• Le programme du candidat de droite à la Commission. Le « Spitzenkandidat » (tête de liste) du Parti populaire européen, Manfred Weber, a lancé mardi sa campagne à Athènes (Grèce). Cet Allemand de 46 ans a été choisi par les partis de droite pour être leur candidat à la présidence de la Commission européenne. Il prône une forte augmentation de l’effectif de Frontex (contrôle des frontières extérieures de l’UE) pour mettre fin à l’immigration illégale et propose un fonds de formation à destination des travailleurs de l’industrie financé par une taxe sur les grands groupes d’Internet.

  • Signalement sur Twitter. Le réseau social Twitter a annoncé mercredi une nouvelle modalité de signalement des contenus introduite dans un premier temps en Inde à l’occasion des élections législatives depuis jeudi et dans les pays de l’UE à l’occasion des élections européennes à compter de lundi. Cette fonctionnalité, qui vise à lutter contre les informations trompeuses et les tentatives de manipulation, permet de signaler qu’un tweet « induit en erreur au sujet des élections ». La Commission européenne a invité en janvier les plateformes numériques à « intensifier leurs efforts » contre la désinformation dans la perspective des élections européennes de 2019.
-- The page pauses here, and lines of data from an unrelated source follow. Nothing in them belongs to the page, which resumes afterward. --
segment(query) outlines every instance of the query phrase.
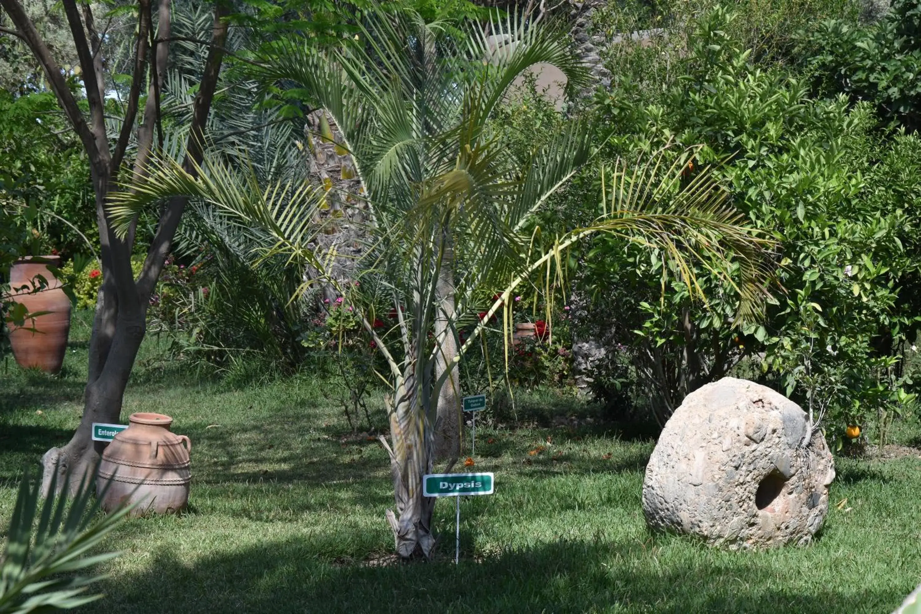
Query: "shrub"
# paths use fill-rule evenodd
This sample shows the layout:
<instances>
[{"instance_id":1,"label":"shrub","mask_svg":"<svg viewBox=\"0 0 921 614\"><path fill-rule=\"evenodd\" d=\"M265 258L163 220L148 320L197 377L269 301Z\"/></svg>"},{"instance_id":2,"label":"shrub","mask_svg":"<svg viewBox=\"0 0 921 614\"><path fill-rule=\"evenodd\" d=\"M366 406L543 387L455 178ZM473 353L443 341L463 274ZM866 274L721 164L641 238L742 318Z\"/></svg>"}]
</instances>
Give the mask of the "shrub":
<instances>
[{"instance_id":1,"label":"shrub","mask_svg":"<svg viewBox=\"0 0 921 614\"><path fill-rule=\"evenodd\" d=\"M822 22L800 43L803 64L822 94L872 103L883 119L921 127L921 2L895 0L878 22Z\"/></svg>"},{"instance_id":2,"label":"shrub","mask_svg":"<svg viewBox=\"0 0 921 614\"><path fill-rule=\"evenodd\" d=\"M612 137L616 152L703 144L689 178L720 165L734 204L779 241L776 302L763 323L740 329L718 278L698 272L705 306L679 283L667 282L663 297L670 264L603 237L584 260L581 285L655 391L660 420L746 360L817 420L827 411L837 434L898 404L909 384L892 347L918 321L907 298L916 290L904 285L917 284L921 182L906 165L921 143L882 140L868 105L810 99L805 83L753 65L726 34L731 18L722 9L702 17L689 73L665 104L624 110L615 96L602 110L636 118Z\"/></svg>"}]
</instances>

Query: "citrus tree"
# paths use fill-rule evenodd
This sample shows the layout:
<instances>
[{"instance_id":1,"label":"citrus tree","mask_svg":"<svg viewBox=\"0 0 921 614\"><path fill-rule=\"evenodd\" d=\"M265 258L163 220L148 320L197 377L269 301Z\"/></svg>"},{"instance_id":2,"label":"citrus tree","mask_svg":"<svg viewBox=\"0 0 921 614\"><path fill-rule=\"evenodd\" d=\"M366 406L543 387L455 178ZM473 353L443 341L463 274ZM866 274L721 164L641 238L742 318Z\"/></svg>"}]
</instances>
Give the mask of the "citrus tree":
<instances>
[{"instance_id":1,"label":"citrus tree","mask_svg":"<svg viewBox=\"0 0 921 614\"><path fill-rule=\"evenodd\" d=\"M443 31L411 11L378 11L358 45L321 53L283 42L262 58L265 82L297 84L293 95L323 111L310 138L336 139L357 178L352 193L334 194L332 180L260 183L251 168L207 156L194 173L161 159L110 210L126 232L146 206L177 194L198 199L262 237L253 266L281 258L314 272L299 292L319 281L339 288L387 365L391 440L381 441L396 499L387 518L403 558L428 557L435 545L435 499L423 496L422 476L434 467L442 390L457 390L461 356L495 314L507 316L517 287L538 274L548 287L561 279L570 247L595 233L656 247L693 293L689 261L727 273L734 267L743 317L765 292L765 242L742 227L708 172L682 179L687 153L675 163L654 156L621 165L593 224L535 226L534 214L589 159L592 128L574 121L522 162L498 146L490 118L534 64L554 64L573 87L584 83L584 68L565 33L524 19L496 18L492 35L478 27L463 38ZM335 245L320 247L336 223L323 215L333 198L366 211L358 272L347 285L332 272ZM379 325L382 313L392 314L392 327ZM469 325L460 344L458 330Z\"/></svg>"}]
</instances>

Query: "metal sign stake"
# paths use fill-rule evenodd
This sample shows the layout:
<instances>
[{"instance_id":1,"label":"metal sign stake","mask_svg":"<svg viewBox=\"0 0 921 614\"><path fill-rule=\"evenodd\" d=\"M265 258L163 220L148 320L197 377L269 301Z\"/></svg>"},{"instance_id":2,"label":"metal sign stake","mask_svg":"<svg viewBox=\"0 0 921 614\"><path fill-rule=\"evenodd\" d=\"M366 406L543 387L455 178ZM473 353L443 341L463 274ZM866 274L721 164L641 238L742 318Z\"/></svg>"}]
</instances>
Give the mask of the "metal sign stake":
<instances>
[{"instance_id":1,"label":"metal sign stake","mask_svg":"<svg viewBox=\"0 0 921 614\"><path fill-rule=\"evenodd\" d=\"M456 517L454 518L455 531L457 532L457 542L454 548L454 564L458 564L460 560L460 497L454 497L454 509Z\"/></svg>"},{"instance_id":2,"label":"metal sign stake","mask_svg":"<svg viewBox=\"0 0 921 614\"><path fill-rule=\"evenodd\" d=\"M476 456L476 411L473 412L473 445L471 446L470 456Z\"/></svg>"}]
</instances>

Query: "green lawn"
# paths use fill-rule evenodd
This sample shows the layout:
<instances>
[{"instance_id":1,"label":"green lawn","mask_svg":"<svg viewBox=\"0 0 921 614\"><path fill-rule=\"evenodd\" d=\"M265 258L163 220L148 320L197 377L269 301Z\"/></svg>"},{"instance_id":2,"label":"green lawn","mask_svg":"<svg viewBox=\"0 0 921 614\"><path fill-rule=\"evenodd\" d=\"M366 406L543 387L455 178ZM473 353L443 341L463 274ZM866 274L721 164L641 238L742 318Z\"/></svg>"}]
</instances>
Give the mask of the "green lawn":
<instances>
[{"instance_id":1,"label":"green lawn","mask_svg":"<svg viewBox=\"0 0 921 614\"><path fill-rule=\"evenodd\" d=\"M77 423L87 334L76 322L56 378L0 363L4 527L23 465ZM123 554L104 570L108 597L87 611L889 612L921 582L917 458L839 459L832 502L847 501L813 546L729 552L647 532L653 444L597 425L478 428L476 469L495 471L496 488L461 501L460 566L450 500L436 508L438 558L395 564L386 455L331 407L321 387L334 382L196 384L156 345L124 415L169 413L192 438L191 508L123 525L109 544ZM522 398L519 414L551 400ZM902 431L903 443L916 437Z\"/></svg>"}]
</instances>

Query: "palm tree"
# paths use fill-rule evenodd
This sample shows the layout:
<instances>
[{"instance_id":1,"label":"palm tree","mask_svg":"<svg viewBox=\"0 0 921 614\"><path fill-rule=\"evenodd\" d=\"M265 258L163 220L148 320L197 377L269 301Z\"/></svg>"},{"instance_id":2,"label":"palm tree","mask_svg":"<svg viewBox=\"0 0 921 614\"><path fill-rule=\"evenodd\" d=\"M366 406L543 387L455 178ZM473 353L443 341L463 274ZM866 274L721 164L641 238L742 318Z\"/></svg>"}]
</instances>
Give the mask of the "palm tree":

  • Les têtes de liste devant le Medef. Le Medef, une organisation patronale, a invité jeudi plusieurs têtes de liste aux élections européennes à venir présenter leur programme à ses adhérents. Nathalie Loiseau, tête de liste LREM, a défendu la promotion d’un code européen des affaires, pour harmoniser notamment le droit des faillites. Hervé Juvin, pour le Rassemblement national, a défendu une fiscalité davantage liée à la localisation des entreprises. Yannick Jadot, tête de liste d’Europe Écologie Les Verts, a prôné une Europe de la coopération industrielle « qui ne soit pas juste une fusion de grands acteurs du secteur ».